Financial freedom can be very liberating at the end of the day. This is the reason why many people these days focus on the pillars of personal finance. If you know the pillars of personal finance, financial freedom will follow. The pillars of personal finance include spending, building assets, investing your money and diversifying.
Of all the pillars, most people ignore investment. Investment is the process of purchasing goods that are used to generate wealth in the future. Without investment, you simply live every day as it is – uncertain. It is not yet too late to consider investments. There are different kinds of investment that you can consider. Here are the different types of investment:
This type of investment stays constant regardless of the income level. The autonomous investment refers to the investment made on buildings, houses, roads and other infrastructure. This type of investment is common for governments.
This type of investment is related to the income level of the person. Entrepreneurs with a high-income level tend to invest more. This is because the consumption expenditure will increase leading to an expanded investment of capital goods in order to generate more consumer goods.
In financial investment, the money used to buy new shares and bonds have a positive influence on the economic growth. However, the money that is used for buying existing bonds, securities and shares are not considered financial investment because it is merely transferring financial asset form one person to another.

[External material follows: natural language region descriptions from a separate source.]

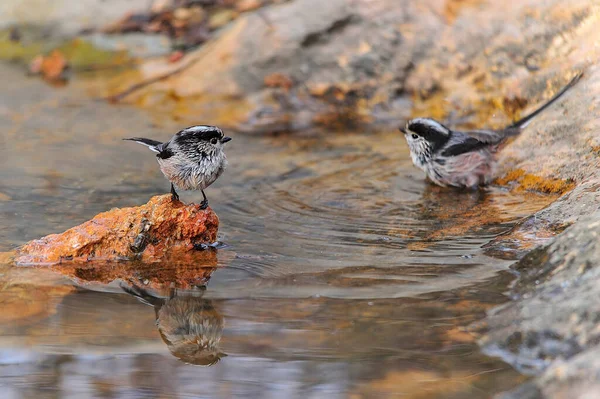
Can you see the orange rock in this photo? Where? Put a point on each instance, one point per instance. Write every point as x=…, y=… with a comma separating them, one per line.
x=54, y=65
x=248, y=5
x=153, y=232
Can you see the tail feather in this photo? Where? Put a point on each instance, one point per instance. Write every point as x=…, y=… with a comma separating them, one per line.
x=152, y=144
x=525, y=121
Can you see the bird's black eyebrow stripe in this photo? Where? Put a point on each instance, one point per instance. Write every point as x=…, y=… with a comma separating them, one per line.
x=165, y=154
x=470, y=144
x=434, y=136
x=193, y=137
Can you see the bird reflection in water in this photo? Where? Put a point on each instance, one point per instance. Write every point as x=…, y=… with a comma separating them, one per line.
x=189, y=324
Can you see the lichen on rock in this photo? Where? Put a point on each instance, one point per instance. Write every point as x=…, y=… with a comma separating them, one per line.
x=153, y=232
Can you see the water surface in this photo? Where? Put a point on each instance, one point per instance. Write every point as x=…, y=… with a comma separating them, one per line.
x=345, y=275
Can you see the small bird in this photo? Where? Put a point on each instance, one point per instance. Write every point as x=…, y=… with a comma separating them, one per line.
x=464, y=159
x=192, y=159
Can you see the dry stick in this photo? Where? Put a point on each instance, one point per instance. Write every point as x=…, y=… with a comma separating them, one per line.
x=119, y=96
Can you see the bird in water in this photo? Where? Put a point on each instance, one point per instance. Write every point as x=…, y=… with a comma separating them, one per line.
x=192, y=159
x=464, y=159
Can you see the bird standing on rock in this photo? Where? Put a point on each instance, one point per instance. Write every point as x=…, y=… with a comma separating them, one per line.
x=192, y=159
x=462, y=159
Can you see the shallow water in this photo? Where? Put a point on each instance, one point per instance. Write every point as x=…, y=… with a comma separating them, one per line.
x=345, y=275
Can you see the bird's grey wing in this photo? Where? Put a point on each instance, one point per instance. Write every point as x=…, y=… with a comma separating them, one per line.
x=491, y=136
x=461, y=143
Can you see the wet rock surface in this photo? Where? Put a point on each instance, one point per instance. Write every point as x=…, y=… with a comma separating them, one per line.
x=551, y=328
x=152, y=232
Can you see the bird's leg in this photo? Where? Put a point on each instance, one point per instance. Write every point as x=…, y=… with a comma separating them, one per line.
x=174, y=195
x=204, y=203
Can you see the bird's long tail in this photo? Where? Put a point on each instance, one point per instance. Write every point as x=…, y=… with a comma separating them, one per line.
x=152, y=144
x=521, y=123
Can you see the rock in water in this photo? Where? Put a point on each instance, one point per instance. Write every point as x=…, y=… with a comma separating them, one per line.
x=150, y=233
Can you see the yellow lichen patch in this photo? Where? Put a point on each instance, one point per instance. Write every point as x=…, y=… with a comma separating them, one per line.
x=454, y=7
x=528, y=182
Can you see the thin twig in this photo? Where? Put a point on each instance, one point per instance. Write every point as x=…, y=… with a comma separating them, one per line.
x=121, y=95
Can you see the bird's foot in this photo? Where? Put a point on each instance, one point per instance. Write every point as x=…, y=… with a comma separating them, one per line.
x=203, y=246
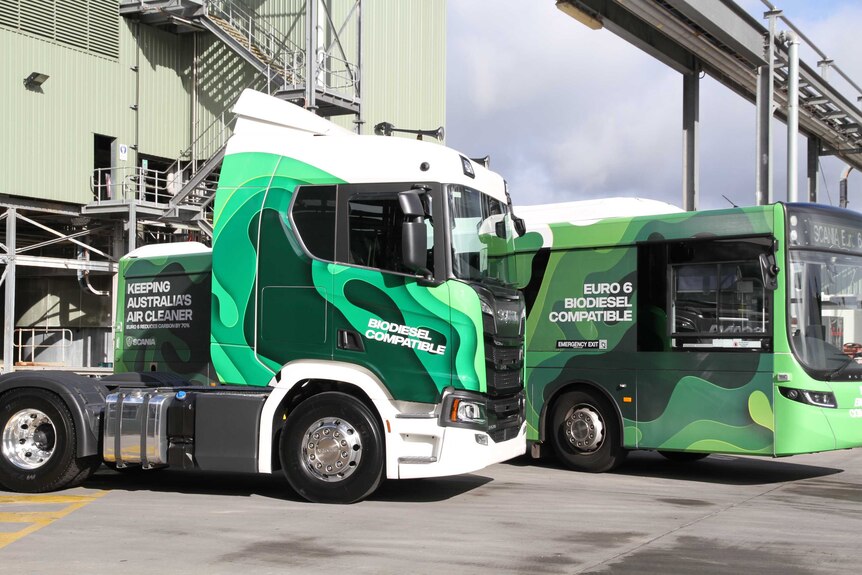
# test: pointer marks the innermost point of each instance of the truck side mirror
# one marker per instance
(414, 233)
(769, 271)
(520, 225)
(411, 204)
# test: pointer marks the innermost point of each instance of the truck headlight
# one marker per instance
(463, 409)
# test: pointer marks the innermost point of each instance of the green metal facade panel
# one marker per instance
(48, 150)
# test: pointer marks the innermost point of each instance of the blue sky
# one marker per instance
(570, 113)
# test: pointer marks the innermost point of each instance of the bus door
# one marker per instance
(705, 346)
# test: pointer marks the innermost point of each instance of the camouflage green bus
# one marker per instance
(730, 331)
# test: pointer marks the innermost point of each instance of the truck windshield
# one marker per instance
(826, 312)
(482, 237)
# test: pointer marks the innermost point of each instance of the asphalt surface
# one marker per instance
(720, 515)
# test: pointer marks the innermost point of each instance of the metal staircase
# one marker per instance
(327, 82)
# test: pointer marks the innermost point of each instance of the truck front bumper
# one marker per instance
(422, 446)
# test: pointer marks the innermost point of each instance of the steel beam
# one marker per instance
(9, 301)
(813, 171)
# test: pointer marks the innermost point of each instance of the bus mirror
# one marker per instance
(411, 204)
(520, 225)
(500, 229)
(414, 247)
(769, 271)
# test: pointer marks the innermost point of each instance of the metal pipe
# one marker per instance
(842, 187)
(792, 116)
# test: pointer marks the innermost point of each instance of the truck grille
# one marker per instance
(504, 367)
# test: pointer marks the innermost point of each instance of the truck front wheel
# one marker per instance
(38, 451)
(331, 449)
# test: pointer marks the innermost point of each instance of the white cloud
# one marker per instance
(569, 113)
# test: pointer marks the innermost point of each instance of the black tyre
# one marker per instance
(585, 432)
(332, 449)
(683, 456)
(38, 450)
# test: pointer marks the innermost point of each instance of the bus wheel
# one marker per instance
(331, 449)
(38, 451)
(683, 456)
(584, 432)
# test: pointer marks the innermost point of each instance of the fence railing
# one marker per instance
(30, 341)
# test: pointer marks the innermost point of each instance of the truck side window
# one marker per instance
(313, 214)
(374, 232)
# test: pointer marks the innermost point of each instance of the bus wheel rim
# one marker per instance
(584, 428)
(332, 449)
(29, 439)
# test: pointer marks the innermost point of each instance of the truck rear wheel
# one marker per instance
(584, 432)
(331, 449)
(683, 456)
(38, 450)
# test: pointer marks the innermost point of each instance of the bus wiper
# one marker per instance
(839, 370)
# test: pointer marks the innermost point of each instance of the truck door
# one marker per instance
(384, 317)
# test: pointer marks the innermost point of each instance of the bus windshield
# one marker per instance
(483, 236)
(826, 311)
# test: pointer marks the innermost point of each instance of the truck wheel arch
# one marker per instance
(83, 396)
(302, 379)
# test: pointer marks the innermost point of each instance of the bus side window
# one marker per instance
(652, 331)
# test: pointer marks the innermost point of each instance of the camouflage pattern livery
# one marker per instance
(596, 319)
(273, 303)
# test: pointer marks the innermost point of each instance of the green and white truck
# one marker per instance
(354, 320)
(732, 331)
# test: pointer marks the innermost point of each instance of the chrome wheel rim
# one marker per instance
(584, 428)
(29, 439)
(331, 449)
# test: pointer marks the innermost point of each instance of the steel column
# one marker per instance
(813, 168)
(690, 122)
(792, 117)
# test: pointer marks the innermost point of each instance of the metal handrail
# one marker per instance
(134, 183)
(33, 346)
(285, 58)
(824, 58)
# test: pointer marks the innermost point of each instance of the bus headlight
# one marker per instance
(463, 409)
(816, 398)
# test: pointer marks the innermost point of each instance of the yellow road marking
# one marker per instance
(36, 520)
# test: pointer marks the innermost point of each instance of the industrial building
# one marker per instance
(116, 114)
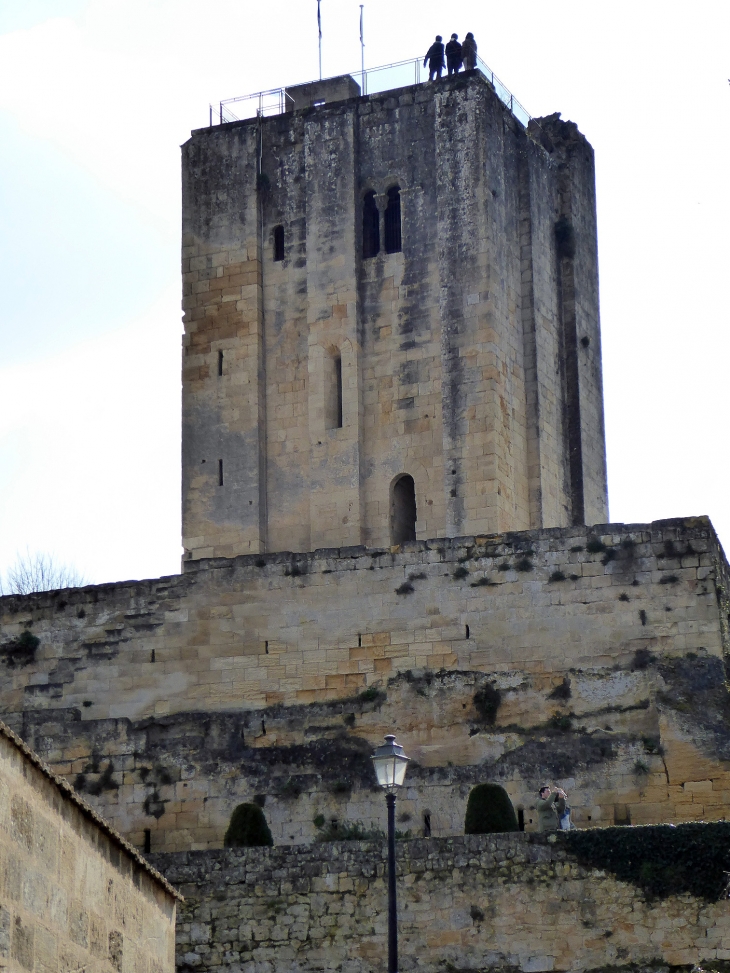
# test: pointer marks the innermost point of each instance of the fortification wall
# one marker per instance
(71, 896)
(499, 902)
(169, 702)
(282, 628)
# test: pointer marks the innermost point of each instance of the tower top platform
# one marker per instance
(386, 77)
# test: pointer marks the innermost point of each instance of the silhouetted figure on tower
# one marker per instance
(435, 58)
(469, 52)
(453, 54)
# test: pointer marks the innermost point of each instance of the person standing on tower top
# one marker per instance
(435, 58)
(469, 52)
(453, 54)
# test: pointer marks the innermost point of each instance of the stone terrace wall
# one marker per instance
(167, 703)
(510, 902)
(284, 628)
(71, 898)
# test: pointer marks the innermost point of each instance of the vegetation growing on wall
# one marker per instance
(487, 700)
(489, 811)
(248, 828)
(662, 860)
(20, 651)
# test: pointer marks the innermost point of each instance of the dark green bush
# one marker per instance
(248, 828)
(486, 702)
(21, 651)
(562, 690)
(662, 859)
(489, 811)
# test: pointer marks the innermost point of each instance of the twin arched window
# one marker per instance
(392, 238)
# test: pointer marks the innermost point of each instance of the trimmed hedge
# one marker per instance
(662, 860)
(248, 828)
(489, 811)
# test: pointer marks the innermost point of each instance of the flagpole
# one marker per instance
(319, 26)
(362, 54)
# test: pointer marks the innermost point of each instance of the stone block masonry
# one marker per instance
(271, 677)
(496, 902)
(467, 357)
(73, 895)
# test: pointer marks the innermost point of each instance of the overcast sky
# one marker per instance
(96, 97)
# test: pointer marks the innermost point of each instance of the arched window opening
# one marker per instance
(278, 243)
(333, 392)
(392, 221)
(403, 510)
(370, 226)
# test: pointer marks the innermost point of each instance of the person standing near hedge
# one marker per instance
(550, 807)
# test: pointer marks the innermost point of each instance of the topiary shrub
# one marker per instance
(487, 700)
(489, 811)
(248, 828)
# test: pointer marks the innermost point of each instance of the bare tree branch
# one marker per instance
(39, 572)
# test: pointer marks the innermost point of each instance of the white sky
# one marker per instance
(96, 97)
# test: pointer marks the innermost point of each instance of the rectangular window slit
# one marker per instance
(338, 385)
(278, 243)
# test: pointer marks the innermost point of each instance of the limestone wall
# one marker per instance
(71, 896)
(258, 631)
(167, 703)
(507, 902)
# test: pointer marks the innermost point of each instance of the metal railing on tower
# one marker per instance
(372, 81)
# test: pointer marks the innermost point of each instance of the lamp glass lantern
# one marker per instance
(390, 764)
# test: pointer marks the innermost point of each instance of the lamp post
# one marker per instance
(390, 768)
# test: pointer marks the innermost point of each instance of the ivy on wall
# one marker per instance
(662, 860)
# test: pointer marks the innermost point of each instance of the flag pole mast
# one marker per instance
(319, 26)
(362, 54)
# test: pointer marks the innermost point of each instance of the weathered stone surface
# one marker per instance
(169, 702)
(502, 902)
(470, 359)
(72, 897)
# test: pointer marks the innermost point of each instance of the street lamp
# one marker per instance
(390, 768)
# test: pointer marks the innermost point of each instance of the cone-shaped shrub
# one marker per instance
(489, 810)
(248, 828)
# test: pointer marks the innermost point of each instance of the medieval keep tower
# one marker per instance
(391, 324)
(394, 506)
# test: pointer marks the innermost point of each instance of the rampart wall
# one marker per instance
(499, 902)
(169, 702)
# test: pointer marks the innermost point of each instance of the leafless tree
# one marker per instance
(39, 572)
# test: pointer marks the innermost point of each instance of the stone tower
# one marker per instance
(391, 323)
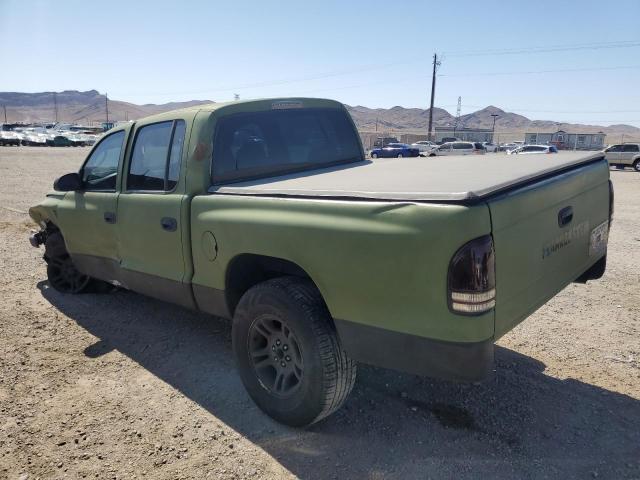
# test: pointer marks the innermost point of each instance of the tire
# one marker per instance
(61, 273)
(287, 314)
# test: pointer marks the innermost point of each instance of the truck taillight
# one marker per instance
(472, 277)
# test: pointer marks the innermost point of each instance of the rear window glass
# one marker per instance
(250, 145)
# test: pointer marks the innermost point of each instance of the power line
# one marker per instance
(547, 49)
(535, 72)
(364, 68)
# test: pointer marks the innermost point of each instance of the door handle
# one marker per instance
(565, 216)
(109, 217)
(169, 224)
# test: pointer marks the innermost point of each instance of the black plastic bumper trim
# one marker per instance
(418, 355)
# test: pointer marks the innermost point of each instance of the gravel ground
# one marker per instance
(122, 386)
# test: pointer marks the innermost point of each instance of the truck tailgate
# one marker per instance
(536, 257)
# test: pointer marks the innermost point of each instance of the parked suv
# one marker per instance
(458, 148)
(532, 149)
(624, 155)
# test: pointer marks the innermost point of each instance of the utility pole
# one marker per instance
(55, 105)
(455, 126)
(493, 128)
(433, 92)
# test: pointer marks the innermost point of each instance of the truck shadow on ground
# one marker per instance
(518, 423)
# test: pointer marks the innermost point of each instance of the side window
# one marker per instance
(100, 171)
(175, 157)
(155, 161)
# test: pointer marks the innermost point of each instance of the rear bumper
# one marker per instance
(418, 355)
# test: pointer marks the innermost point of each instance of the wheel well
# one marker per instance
(248, 269)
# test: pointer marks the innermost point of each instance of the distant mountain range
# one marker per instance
(89, 106)
(77, 107)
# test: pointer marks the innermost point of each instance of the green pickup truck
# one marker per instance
(267, 212)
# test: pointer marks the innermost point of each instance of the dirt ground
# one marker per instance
(122, 386)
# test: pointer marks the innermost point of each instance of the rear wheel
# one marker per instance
(288, 353)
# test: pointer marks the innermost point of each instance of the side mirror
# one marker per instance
(68, 183)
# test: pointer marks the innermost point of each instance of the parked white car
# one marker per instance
(458, 148)
(532, 149)
(425, 147)
(624, 155)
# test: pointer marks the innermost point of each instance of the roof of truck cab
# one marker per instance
(440, 179)
(241, 105)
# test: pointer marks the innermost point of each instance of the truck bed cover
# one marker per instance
(445, 178)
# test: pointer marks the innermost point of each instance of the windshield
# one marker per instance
(257, 144)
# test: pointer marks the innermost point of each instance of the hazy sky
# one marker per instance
(372, 53)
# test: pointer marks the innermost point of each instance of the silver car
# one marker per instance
(459, 148)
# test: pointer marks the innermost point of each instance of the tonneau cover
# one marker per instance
(445, 178)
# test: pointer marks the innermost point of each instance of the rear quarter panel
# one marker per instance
(376, 263)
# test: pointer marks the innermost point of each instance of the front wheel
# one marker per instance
(61, 272)
(288, 353)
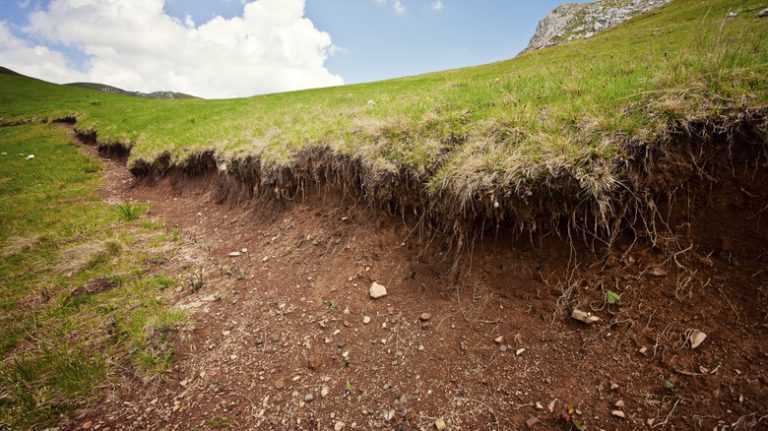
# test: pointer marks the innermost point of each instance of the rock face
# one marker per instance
(583, 20)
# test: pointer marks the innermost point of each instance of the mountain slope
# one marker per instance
(518, 141)
(110, 89)
(583, 20)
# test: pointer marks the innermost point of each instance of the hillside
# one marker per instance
(570, 239)
(110, 89)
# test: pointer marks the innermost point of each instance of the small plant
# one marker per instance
(612, 297)
(129, 211)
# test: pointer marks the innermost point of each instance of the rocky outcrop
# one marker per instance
(582, 20)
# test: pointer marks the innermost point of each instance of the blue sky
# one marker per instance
(369, 39)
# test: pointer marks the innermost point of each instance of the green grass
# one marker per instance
(56, 351)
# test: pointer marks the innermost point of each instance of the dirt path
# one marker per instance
(286, 335)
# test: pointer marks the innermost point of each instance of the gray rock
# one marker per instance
(377, 291)
(583, 20)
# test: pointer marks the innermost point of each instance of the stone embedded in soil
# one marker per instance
(584, 317)
(696, 338)
(377, 291)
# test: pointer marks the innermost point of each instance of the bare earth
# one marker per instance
(279, 339)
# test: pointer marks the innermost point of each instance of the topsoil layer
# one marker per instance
(280, 339)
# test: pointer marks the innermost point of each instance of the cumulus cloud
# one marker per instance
(397, 5)
(34, 60)
(136, 45)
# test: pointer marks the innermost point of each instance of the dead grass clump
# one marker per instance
(81, 256)
(19, 244)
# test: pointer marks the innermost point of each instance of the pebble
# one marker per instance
(584, 317)
(377, 291)
(696, 338)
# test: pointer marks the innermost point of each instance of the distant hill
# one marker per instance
(583, 20)
(5, 71)
(110, 89)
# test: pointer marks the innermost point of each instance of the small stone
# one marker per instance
(584, 317)
(377, 291)
(696, 338)
(389, 415)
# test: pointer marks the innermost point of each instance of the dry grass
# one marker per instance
(18, 245)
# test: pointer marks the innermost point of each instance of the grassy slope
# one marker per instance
(55, 353)
(506, 124)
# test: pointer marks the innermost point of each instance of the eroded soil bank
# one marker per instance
(286, 335)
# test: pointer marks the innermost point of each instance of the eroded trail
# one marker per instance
(286, 336)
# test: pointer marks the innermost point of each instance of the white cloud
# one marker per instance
(135, 45)
(34, 60)
(397, 5)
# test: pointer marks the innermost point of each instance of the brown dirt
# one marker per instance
(273, 325)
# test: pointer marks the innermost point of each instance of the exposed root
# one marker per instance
(637, 192)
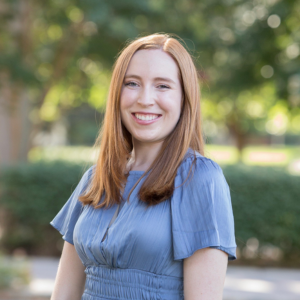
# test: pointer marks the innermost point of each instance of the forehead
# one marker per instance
(153, 63)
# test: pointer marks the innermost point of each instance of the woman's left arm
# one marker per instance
(204, 274)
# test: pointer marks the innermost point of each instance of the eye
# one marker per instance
(163, 86)
(131, 83)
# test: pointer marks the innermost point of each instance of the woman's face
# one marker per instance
(151, 96)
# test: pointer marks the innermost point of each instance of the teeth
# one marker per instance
(146, 117)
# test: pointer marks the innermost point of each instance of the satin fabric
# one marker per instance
(141, 256)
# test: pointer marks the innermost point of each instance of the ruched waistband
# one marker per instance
(103, 282)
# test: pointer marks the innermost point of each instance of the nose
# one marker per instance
(146, 97)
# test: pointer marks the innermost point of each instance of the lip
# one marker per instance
(145, 122)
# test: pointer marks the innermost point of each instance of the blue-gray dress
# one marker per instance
(141, 256)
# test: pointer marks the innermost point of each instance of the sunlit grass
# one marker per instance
(225, 155)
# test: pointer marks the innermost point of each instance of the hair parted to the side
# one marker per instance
(115, 141)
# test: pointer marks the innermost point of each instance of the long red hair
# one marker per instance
(115, 142)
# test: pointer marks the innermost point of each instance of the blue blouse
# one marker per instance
(141, 256)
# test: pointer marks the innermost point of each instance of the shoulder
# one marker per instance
(86, 179)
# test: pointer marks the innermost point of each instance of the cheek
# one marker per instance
(171, 104)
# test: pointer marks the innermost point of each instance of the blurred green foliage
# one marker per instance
(31, 195)
(13, 273)
(265, 205)
(246, 52)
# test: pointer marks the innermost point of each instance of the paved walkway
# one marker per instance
(242, 283)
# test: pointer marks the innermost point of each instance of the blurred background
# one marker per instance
(56, 60)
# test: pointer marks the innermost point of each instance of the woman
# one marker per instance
(153, 218)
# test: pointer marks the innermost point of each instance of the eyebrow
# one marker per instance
(156, 78)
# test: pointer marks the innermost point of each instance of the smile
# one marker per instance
(145, 119)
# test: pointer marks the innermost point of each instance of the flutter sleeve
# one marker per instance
(201, 209)
(67, 217)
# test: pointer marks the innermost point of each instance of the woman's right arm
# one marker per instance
(70, 278)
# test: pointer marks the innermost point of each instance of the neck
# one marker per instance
(143, 155)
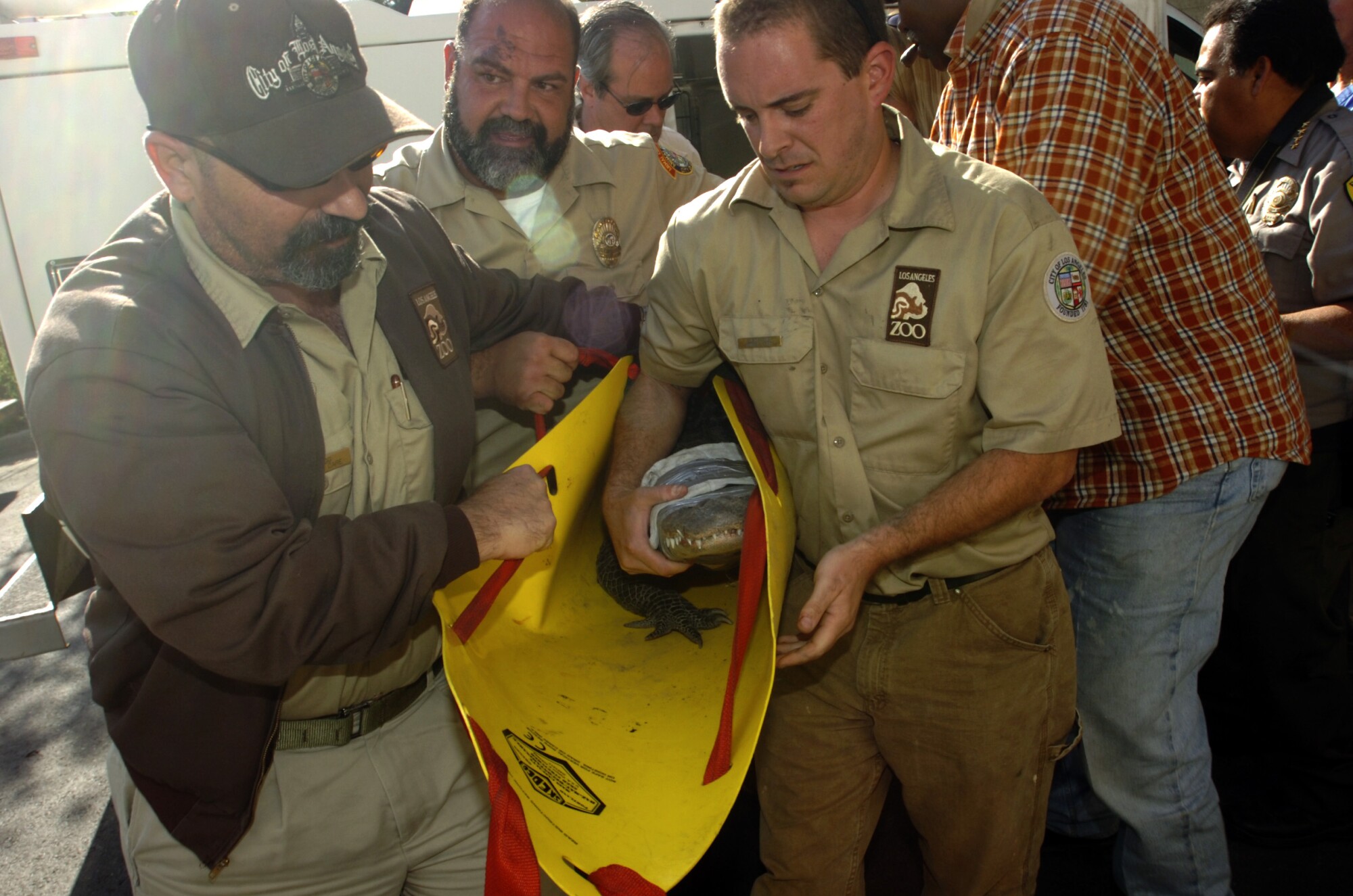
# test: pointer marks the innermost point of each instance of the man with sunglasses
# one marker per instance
(255, 409)
(515, 186)
(626, 75)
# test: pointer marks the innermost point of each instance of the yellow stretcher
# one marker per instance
(622, 757)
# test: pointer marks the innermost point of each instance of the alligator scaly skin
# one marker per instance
(647, 596)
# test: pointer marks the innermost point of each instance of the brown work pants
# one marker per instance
(967, 696)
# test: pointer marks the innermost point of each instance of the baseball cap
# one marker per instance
(279, 87)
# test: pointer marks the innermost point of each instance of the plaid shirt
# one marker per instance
(1078, 98)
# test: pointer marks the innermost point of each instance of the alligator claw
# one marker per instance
(685, 619)
(661, 608)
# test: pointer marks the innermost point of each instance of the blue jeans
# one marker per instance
(1147, 585)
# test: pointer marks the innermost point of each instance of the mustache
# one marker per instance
(512, 128)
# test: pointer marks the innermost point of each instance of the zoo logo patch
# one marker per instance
(435, 323)
(673, 163)
(1067, 289)
(911, 308)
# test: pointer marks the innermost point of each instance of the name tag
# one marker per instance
(340, 458)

Traditional investors believe that the best way to build wealth is by owning stocks. For others, investing in bonds is considered the safest way to make money. It is important that you know the difference between the two. Stocks are shares of ownership in a particular company. The stock prices will fluctuate depending on the circumstance. Bond, on the other hand, means lending the money to a company. As an investor, when you buy a bond it means you are lending the money to the company, which will be used to grow their business.
This type of investment gives emphasis on new machine tools, and equipment purchased factory buildings. These things surely increase employment and will definitely lead to economic growth of the country.
In this type of investment, the investor has concrete plans of the investment. It is also called intended investment. One example is Davenport Laroche, which is a shipping container investment agency based in Hong Kong. The container agent has concrete plans and in-depth knowledge that allows shipping container owners to connect with numerous ship merchants.
Shipping container investment includes purchasing and leasing of new or second-hand shipping containers. Investors are usually promised high return rates based on the demand from the cargo shipping industry.
Whatever investments you have, it is important that you know the basic. Aside from learning the different types of investment, you have to learn about risk and return (remember the higher the potential return, the higher the risk), risk diversification (to reduce the chances of major losses by spreading investment), compound interest (addition of interest to the principal deposit) and the inflation (increase of prices and fall of money’s purchasing value).